Lettura continua della Bibbia. Luca: Il modello di discepolo (18,15-19,48)

Il modello di discepolo
Gesù benedice i bambini. Di Howe, Henry, 1816-1893 – Pubblico dominio, https://commons.wikimedia.org/w/index.php?curid=66390808

Dato che per ricevere bisogna avere spazio, il modello di discepolo è il bambino (18,15-17). Il bambino, in stato di minorità, non è idoneo a proclamare la Scrittura e ad osservare l’intera Legge, e neppure ad essere accolto come discepolo di un rabbi prima dei 13 anni, anche se è destinatario di istruzione da parte prima della madre, poi del padre ed eventualmente di un maestro di paese. Giuridicamente, non ha rilevanza come soggetto attivo, anche se indubbiamente è molto amato.

Il modello di discepolo: i bambini

Per questo i discepoli di Gesù cercano di tenergli lontani i bambini, che sarebbero per un rabbi una perdita di tempo, sottraendogli quello spazio che spetta agli adulti.

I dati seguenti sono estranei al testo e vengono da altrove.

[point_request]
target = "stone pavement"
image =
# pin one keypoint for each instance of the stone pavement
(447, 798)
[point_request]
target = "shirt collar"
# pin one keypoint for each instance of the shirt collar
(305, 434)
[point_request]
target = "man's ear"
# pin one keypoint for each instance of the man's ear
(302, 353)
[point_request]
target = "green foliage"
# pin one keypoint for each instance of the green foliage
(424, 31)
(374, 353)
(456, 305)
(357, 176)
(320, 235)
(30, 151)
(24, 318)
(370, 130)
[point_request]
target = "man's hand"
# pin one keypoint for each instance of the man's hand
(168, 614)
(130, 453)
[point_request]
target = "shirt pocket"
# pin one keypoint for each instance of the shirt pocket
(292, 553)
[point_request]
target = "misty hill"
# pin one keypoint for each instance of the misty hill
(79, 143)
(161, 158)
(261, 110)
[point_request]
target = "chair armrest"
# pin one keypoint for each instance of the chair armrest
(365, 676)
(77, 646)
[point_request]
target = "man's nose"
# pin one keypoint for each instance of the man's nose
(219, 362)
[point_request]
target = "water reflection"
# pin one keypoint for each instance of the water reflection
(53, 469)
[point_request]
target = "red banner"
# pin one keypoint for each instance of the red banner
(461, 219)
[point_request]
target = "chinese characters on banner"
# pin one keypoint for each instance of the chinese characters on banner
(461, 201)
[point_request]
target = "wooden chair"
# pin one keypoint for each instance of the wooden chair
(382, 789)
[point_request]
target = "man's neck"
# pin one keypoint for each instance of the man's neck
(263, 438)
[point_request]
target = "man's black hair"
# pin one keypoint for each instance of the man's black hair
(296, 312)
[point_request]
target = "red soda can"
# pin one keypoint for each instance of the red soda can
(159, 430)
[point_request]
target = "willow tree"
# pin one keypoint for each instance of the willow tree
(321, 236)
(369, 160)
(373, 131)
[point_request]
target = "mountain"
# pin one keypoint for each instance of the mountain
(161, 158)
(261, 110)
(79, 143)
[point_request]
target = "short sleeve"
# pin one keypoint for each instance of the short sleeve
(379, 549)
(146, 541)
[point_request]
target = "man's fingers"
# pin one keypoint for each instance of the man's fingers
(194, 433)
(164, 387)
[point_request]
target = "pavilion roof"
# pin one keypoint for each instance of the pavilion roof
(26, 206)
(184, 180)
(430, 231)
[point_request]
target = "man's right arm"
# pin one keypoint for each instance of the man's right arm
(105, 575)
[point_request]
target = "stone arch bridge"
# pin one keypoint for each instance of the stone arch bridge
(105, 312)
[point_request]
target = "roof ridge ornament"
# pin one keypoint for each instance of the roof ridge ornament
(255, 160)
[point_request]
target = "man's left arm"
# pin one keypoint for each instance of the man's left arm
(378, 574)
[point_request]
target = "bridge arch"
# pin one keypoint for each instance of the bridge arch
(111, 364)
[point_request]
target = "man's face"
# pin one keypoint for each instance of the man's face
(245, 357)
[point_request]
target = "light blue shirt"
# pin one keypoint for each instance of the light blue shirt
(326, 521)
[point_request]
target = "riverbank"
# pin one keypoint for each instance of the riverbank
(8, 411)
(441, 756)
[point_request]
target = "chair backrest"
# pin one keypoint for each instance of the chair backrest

Questi bambini che Gesù accoglie sono piccoli, il testo li chiama bréphoi, parola che indica i bambini non ancora nati, i neonati e gli infanti: sono solo esseri-di-bisogno, privi di risorse, dipendenti da tutto e da tutti.

I “veri” discepoli, gli adulti, li “sgridano” come fossero demoni da esorcizzare (il verbo è lo stesso). Anche loro, in fondo, sono fautori di una “cultura dello scarto” in cui chi non è adulto e robusto non ha valore. Eppure, sono proprio i bambini il modello autentico di discepolo, nel loro fidarsi, nel loro accogliere il Regno con cuore aperto senza paura di perdere agi e privilegi.

Spogliarsi degli averi

I bambini non possiedono nulla, neppure se stessi. La stessa cosa Gesù, in sostanza, dirà di lì a poco ad una persona ricca e importante (18,18-30): oltre ad osservare i comandamenti, bisogna spogliarsi degli averi che ci snaturano e andare all’essenziale per essere se stessi.

Per questa persona importante, chiamare “buono” il Maestro è solo conferirgli un titolo formale di onore. Gesù restituisce a questa parola tutto il suo valore, strappandola dalla formalità e riconducendola a Dio solo. Da Lui viene ogni bene: la vita eterna, il nostro essere figli del Padre, esige povertà e misericordia, necessità che il ricco, oppresso dai suoi beni, non è disposto a riconoscere. In Luca, però, il ricco, pur triste, non se ne va. Forse nelle parole successive di Gesù avrà potuto trovare la via.

Il paradosso del cammello è provocatorio e deve essere lasciato integro nella sua dimensione iperbolica: alcuni critici hanno cercato di attenuarlo interpretando kamelos / cammello come kamilos / gomena, oppure la cruna dell’ago come una porta molto stretta di Gerusalemme. Non perdiamo la forza dell’immagine, che consiste proprio nell’assurdità della situazione: come può un enorme cammello passare per una minuscola fessura? Eppure a Dio ciò è possibile, e lo farà: il ricchissimo Zaccheo sarà il cammello che passa per la cruna di un ago. Ma anche i discepoli, come Pietro, hanno abbandonato i loro averi per seguire Gesù; e chi avrà lasciato tutto per il Signore (Luca, a differenza di Marco e Matteo, menziona anche la rinuncia alle nozze) riceverà molto di più già in questa vita, e nel mondo a venire la vita eterna.

Corollario di questo stile radicale di povertà è la ripetizione dell’annuncio della passione – risurrezione del Figlio dell’uomo, con il normale esito della incomprensione da parte dei Dodici (18,31-34).